The GLMSELECT Procedure

Screening

Model selection from a very large number of effects is computationally demanding. For example, in analyzing microarray data (where each dot in the array corresponds to a regressor), it is not uncommon to have 35,000 such regressors. Large regression problems also arise when you want to consider all possible interactions of your main effects as candidates for inclusion in a selected model. For an example that uses this approach to build a predictive model for bankruptcy, see Foster and Stine (2004).

In recent years, there has been a resurgence of interest in combining variable selection methods with a screening approach that reduces the large number of regressors to a much smaller subset from which the model selection is performed. There are two categories of screening methods:

  • safe screening methods, by which the resulting solution is exactly the same as the solution when no screening is performed

  • heuristic screening methods, by which the resulting solution is not necessarily the same as the solution when no screening is performed

The heuristic screening approaches are usually much faster than the safe screening methods, but they are not guaranteed to reproduce the true LASSO or elastic net solution.

Safe Screening via SCREEN=SASVI

The safe screening approaches are developed mainly for the LASSO method and its extensions, which solve a well-defined convex optimization problem. For these methods, safe screening works as follows:

  • Given a solution $\bbeta _1$ that corresponds to a regularization parameter $\lambda _1$, safe screening approaches aim to identify the effects that are guaranteed to have zero coefficients in the solution $\bbeta _2$, which corresponds to the regularization parameter $\lambda _2$ ($0<\lambda _2 < \lambda _1$).
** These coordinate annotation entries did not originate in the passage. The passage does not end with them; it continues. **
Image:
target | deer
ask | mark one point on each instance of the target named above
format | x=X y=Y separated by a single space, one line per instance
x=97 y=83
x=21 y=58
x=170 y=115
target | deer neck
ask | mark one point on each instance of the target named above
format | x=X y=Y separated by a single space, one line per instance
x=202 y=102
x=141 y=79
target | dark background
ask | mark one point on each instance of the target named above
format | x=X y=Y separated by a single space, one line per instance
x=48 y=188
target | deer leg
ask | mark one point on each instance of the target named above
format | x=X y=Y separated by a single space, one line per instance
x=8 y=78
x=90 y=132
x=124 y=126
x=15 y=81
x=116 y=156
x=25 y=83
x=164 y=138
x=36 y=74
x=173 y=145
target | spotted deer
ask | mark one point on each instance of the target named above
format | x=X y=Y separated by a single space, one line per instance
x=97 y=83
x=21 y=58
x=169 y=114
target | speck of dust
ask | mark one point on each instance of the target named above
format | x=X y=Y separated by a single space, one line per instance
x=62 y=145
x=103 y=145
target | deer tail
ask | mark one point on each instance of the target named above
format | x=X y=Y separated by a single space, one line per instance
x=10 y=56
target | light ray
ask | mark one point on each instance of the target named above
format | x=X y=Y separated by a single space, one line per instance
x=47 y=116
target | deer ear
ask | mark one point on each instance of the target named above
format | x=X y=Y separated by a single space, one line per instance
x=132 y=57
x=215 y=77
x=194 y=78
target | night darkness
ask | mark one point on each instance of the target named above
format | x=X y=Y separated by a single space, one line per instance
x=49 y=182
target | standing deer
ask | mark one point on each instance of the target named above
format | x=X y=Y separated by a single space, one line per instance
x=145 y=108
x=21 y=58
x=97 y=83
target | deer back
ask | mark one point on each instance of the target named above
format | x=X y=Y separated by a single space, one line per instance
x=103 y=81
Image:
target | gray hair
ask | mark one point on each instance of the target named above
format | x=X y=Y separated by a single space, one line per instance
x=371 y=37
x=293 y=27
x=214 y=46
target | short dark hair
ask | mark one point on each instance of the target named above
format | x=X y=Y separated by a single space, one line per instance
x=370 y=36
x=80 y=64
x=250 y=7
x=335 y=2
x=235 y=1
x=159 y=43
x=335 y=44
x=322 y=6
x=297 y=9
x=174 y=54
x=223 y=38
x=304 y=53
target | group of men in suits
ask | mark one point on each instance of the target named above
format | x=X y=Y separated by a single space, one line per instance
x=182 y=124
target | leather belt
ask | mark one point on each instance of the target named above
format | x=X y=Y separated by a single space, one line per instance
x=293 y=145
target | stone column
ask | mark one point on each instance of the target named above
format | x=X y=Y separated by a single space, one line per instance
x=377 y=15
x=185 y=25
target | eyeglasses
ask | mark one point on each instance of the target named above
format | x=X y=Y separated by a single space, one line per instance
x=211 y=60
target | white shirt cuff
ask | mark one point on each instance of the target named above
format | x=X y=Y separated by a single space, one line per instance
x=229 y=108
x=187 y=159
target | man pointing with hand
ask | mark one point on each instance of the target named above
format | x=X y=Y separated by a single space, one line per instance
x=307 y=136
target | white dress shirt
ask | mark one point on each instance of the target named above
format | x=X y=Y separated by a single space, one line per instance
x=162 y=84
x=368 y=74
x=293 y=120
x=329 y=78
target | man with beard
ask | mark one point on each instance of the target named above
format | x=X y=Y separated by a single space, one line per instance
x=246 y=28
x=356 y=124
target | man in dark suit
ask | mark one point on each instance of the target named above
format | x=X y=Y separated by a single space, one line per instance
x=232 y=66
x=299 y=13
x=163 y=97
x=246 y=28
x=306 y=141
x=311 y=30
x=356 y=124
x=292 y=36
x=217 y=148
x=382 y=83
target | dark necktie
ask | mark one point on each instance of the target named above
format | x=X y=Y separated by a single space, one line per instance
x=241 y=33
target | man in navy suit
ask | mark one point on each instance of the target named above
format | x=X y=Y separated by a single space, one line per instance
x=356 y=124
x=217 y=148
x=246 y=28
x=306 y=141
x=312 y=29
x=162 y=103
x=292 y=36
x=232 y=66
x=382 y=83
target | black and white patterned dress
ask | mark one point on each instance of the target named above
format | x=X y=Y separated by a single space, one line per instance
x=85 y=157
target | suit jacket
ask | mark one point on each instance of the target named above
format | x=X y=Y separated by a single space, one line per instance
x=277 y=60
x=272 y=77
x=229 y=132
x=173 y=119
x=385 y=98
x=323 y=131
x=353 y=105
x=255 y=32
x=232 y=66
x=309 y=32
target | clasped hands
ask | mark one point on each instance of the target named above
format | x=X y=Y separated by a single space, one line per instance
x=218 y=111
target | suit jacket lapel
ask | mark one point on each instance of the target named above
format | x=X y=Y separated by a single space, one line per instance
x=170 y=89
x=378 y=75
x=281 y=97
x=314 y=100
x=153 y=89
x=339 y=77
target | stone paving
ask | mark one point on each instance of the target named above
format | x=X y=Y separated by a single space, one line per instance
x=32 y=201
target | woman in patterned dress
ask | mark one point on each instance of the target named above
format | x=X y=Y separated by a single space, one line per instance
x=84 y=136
  • The computation of $\bbeta _2$ can exclude such inactive effects, thus saving computation cost.

The idea of safe screening was pioneered by El Ghaoui, Viallon, and Rabbani (2012), and improved subsequently by other researchers (Liu et al. 2014; Wang et al. 2013; Xiang, Xu, and Ramadge 2011).
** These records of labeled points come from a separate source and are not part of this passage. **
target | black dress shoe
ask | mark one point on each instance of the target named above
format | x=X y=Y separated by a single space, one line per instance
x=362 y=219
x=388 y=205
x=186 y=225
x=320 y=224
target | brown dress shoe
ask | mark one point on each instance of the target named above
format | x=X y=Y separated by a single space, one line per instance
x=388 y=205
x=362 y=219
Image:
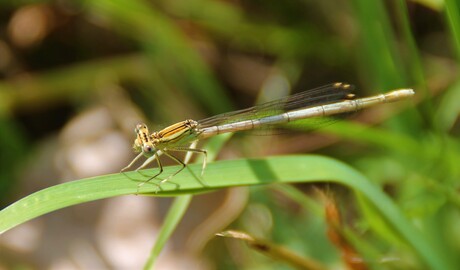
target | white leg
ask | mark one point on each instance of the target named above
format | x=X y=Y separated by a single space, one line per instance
x=132 y=162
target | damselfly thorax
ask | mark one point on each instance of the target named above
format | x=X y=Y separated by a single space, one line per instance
x=328 y=100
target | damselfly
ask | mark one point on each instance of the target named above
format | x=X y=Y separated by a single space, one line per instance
x=328 y=100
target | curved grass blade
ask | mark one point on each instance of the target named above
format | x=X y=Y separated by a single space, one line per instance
x=222 y=174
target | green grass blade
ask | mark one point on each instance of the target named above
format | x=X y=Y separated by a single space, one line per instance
x=175 y=214
x=222 y=174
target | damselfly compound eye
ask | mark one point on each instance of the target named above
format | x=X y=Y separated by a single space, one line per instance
x=148 y=148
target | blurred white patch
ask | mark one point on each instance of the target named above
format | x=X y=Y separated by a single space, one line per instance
x=92 y=146
x=126 y=231
x=96 y=157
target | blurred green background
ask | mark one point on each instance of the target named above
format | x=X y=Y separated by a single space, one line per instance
x=76 y=76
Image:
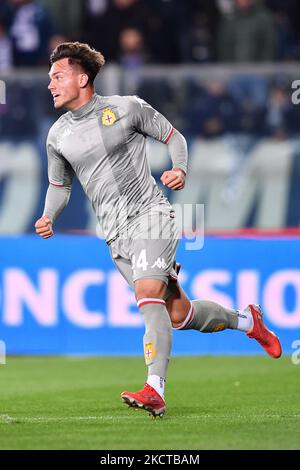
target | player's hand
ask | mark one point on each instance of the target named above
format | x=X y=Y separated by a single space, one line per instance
x=43 y=227
x=174 y=179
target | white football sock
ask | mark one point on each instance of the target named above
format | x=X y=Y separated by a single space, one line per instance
x=245 y=320
x=158 y=383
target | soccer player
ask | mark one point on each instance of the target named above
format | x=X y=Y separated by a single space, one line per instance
x=102 y=140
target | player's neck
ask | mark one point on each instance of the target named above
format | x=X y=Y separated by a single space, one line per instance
x=81 y=101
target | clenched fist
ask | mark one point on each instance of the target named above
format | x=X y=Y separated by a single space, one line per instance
x=174 y=179
x=43 y=227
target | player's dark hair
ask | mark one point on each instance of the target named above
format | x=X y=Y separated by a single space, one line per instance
x=80 y=54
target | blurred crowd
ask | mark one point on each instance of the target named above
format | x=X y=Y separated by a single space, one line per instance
x=137 y=32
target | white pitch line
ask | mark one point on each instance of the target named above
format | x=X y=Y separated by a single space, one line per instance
x=6 y=419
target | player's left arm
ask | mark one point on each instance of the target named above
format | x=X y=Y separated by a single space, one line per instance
x=152 y=123
x=175 y=178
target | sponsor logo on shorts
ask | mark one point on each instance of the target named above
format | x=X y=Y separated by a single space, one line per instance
x=159 y=263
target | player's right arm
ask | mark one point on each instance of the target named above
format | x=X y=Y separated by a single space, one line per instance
x=58 y=194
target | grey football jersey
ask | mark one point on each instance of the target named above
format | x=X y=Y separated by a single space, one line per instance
x=104 y=144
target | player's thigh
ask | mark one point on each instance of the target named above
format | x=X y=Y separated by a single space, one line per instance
x=153 y=247
x=124 y=267
x=177 y=303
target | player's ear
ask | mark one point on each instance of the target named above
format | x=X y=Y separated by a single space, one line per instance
x=83 y=80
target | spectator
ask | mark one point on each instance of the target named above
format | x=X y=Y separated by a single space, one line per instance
x=202 y=32
x=132 y=54
x=214 y=112
x=6 y=58
x=247 y=35
x=111 y=21
x=31 y=30
x=279 y=109
x=70 y=22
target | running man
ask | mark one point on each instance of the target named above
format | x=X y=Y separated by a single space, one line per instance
x=102 y=140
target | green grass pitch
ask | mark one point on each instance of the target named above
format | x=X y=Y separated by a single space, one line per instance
x=212 y=403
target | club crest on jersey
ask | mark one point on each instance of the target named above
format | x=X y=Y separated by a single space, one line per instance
x=108 y=117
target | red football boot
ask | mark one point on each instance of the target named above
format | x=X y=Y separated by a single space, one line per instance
x=266 y=338
x=147 y=399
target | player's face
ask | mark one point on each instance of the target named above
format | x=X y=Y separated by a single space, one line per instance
x=64 y=84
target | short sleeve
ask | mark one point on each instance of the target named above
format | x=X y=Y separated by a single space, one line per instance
x=60 y=172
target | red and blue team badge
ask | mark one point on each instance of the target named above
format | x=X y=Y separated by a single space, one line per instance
x=108 y=117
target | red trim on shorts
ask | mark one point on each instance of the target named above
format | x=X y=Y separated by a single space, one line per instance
x=142 y=302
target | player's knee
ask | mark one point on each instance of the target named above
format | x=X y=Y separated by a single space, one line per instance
x=149 y=289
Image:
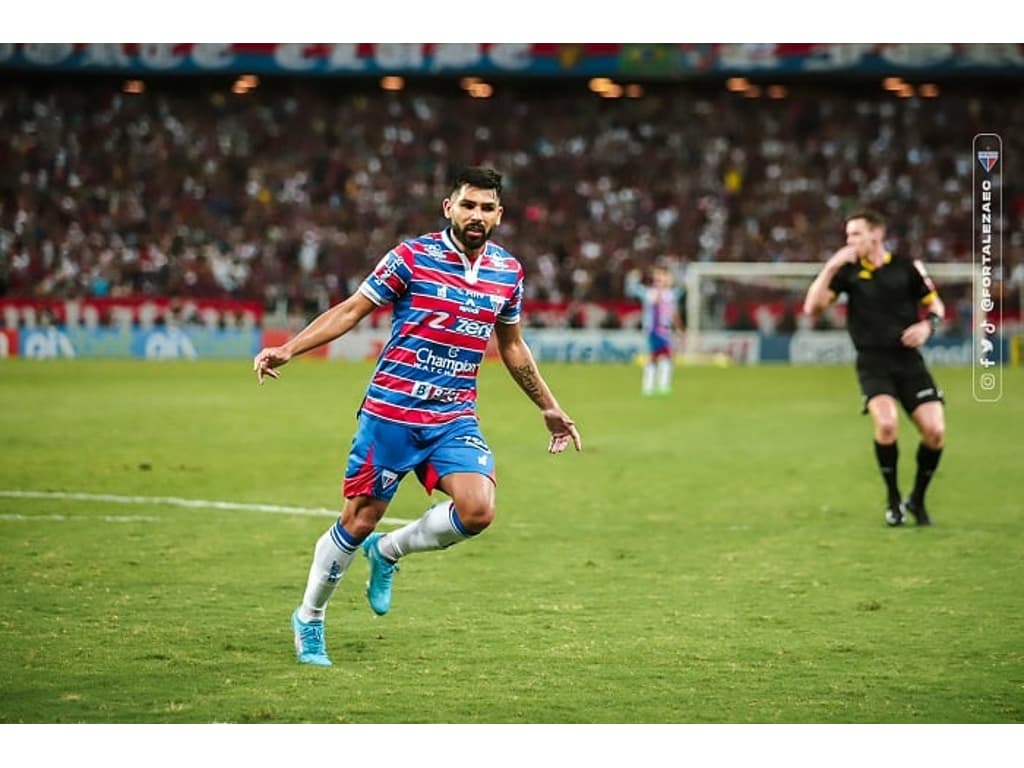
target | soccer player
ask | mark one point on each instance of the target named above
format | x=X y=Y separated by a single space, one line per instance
x=449 y=291
x=886 y=296
x=660 y=320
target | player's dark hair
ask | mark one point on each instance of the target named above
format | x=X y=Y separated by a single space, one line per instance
x=873 y=218
x=478 y=176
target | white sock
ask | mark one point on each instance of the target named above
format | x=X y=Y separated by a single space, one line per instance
x=664 y=373
x=439 y=527
x=648 y=378
x=332 y=556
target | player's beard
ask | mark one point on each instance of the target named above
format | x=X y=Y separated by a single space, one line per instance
x=472 y=239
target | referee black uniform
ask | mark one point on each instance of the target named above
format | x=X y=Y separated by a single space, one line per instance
x=882 y=302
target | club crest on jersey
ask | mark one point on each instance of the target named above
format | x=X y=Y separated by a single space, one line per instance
x=988 y=159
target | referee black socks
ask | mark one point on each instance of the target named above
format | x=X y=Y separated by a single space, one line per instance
x=888 y=457
x=928 y=460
If you specify SCREEN=SASVI in the model statement, PROC GLMSELECT uses the SASVI technique of Liu et al. (2014) to speed up LAR-type LASSO. The computation cost can usually be reduced while the solution is the same when you specify SCREEN=NONE.
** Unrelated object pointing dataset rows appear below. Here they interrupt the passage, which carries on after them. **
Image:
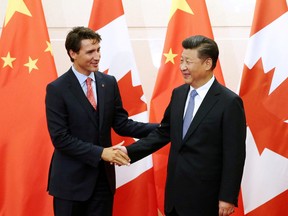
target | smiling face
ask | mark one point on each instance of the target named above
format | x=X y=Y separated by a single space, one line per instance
x=196 y=72
x=87 y=58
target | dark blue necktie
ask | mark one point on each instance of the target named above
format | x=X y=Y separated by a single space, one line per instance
x=189 y=112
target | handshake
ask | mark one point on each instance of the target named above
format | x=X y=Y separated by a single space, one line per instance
x=116 y=155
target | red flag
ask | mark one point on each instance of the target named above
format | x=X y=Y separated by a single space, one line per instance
x=135 y=194
x=26 y=66
x=187 y=18
x=264 y=89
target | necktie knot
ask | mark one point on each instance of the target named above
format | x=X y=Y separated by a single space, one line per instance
x=193 y=94
x=90 y=94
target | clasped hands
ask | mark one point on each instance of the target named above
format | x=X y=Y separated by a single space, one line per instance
x=116 y=155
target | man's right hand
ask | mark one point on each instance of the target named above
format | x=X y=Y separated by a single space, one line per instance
x=115 y=156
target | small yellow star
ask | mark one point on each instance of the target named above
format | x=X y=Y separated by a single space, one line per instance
x=31 y=64
x=181 y=5
x=16 y=6
x=170 y=56
x=49 y=48
x=8 y=60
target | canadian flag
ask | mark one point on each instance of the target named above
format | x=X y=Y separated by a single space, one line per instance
x=135 y=194
x=187 y=18
x=264 y=89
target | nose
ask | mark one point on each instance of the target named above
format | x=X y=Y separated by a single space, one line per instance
x=183 y=66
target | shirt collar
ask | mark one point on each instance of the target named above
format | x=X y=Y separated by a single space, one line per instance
x=81 y=77
x=202 y=91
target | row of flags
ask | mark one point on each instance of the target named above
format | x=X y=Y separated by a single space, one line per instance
x=27 y=65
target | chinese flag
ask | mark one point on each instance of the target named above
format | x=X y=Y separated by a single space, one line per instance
x=135 y=194
x=187 y=18
x=264 y=89
x=26 y=66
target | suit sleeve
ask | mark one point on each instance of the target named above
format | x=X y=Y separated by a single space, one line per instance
x=234 y=136
x=153 y=142
x=58 y=126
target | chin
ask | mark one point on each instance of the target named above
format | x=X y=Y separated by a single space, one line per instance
x=187 y=81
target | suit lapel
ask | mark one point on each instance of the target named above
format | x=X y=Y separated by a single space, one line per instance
x=80 y=96
x=207 y=104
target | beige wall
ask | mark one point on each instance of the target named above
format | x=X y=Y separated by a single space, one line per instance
x=147 y=21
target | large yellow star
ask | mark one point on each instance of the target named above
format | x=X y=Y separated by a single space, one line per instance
x=170 y=56
x=16 y=6
x=181 y=5
x=8 y=60
x=31 y=64
x=49 y=48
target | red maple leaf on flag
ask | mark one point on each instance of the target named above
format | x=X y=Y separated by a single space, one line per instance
x=266 y=113
x=131 y=102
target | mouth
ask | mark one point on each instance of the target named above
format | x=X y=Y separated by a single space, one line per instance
x=95 y=64
x=186 y=75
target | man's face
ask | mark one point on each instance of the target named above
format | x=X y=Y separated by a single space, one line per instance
x=88 y=57
x=196 y=72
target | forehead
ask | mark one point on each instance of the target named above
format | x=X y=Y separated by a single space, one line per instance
x=189 y=53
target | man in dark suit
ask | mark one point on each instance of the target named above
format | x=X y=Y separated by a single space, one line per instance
x=205 y=163
x=82 y=175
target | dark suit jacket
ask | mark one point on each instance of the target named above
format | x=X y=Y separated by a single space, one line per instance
x=207 y=165
x=79 y=134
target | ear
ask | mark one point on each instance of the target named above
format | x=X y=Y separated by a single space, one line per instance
x=72 y=54
x=208 y=64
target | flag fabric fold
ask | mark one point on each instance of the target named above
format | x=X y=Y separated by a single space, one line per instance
x=135 y=193
x=187 y=18
x=263 y=89
x=26 y=66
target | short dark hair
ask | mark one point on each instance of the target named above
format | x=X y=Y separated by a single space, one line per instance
x=206 y=47
x=76 y=35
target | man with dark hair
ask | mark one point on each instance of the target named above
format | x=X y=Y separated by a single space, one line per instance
x=205 y=123
x=82 y=106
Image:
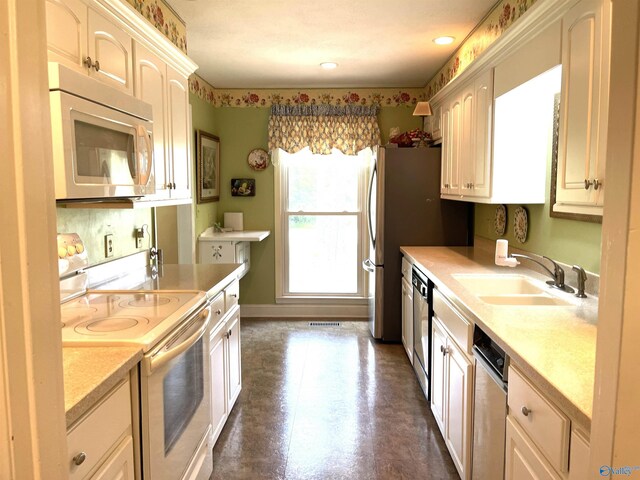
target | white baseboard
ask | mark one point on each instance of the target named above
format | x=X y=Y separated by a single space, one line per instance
x=304 y=311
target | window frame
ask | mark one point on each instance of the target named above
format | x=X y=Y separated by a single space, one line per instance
x=283 y=294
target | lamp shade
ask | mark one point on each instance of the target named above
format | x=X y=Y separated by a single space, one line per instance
x=423 y=109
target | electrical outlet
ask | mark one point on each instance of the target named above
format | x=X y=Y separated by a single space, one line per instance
x=139 y=236
x=108 y=245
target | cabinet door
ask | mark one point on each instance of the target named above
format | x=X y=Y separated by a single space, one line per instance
x=151 y=86
x=584 y=103
x=407 y=318
x=179 y=128
x=445 y=172
x=455 y=133
x=119 y=466
x=438 y=375
x=436 y=123
x=219 y=393
x=111 y=50
x=235 y=372
x=67 y=33
x=466 y=135
x=483 y=118
x=522 y=459
x=459 y=378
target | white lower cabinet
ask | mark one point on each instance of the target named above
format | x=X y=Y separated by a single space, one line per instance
x=523 y=461
x=119 y=466
x=225 y=357
x=451 y=396
x=100 y=444
x=540 y=436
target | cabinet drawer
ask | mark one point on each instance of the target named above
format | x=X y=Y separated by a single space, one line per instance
x=459 y=328
x=406 y=269
x=217 y=309
x=98 y=432
x=547 y=426
x=231 y=295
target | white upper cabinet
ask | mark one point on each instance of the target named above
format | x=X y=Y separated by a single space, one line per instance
x=505 y=129
x=67 y=33
x=82 y=39
x=110 y=50
x=167 y=91
x=180 y=127
x=583 y=108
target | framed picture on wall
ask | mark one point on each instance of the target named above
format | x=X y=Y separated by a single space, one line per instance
x=208 y=167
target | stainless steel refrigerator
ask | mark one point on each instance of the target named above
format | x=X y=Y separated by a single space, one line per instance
x=404 y=209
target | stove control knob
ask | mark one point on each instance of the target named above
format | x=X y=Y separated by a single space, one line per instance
x=80 y=458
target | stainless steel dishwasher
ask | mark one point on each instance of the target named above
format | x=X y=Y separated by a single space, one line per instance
x=421 y=330
x=490 y=408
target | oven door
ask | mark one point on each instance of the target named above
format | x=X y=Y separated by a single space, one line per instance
x=176 y=398
x=99 y=152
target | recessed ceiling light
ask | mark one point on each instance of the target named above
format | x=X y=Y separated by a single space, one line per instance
x=443 y=40
x=328 y=65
Heuristic Screening via SCREEN=SIS

Heuristic screening approaches (Fan and Lv 2008; Tibshirani et al. 2012) use a screening statistic that is inexpensive to compute in order to eliminate regressors that are unlikely to be selected. For linear regression, you can use the magnitude of the correlation between each individual regressor and the response as such a screening statistic. The square of the correlation between a regressor and the response is the R-square value for the univariate regression of the response on this regressor. Hence, screening by the magnitude of the pairwise correlations is equivalent to fitting univariate models to do the screening.

The SIS (sure independence screening) approach proposed by Fan and Lv (2008) is a well-known heuristic screening approach that applies to model selection methods such as forward selection, backward selection, LASSO, and so on. When you specify SCREEN=SIS in the MODEL statement, PROC GLMSELECT first chooses only the subset of regressors whose screening statistics are among a specified number or percentage of the largest screening statistic values. When you specify SCREEN=SIS, PROC GLMSELECT uses the screening statistic that is the magnitude of the correlation between each individual regressor and the response. Then it performs model selection for the response from this screened subset of the original regressors.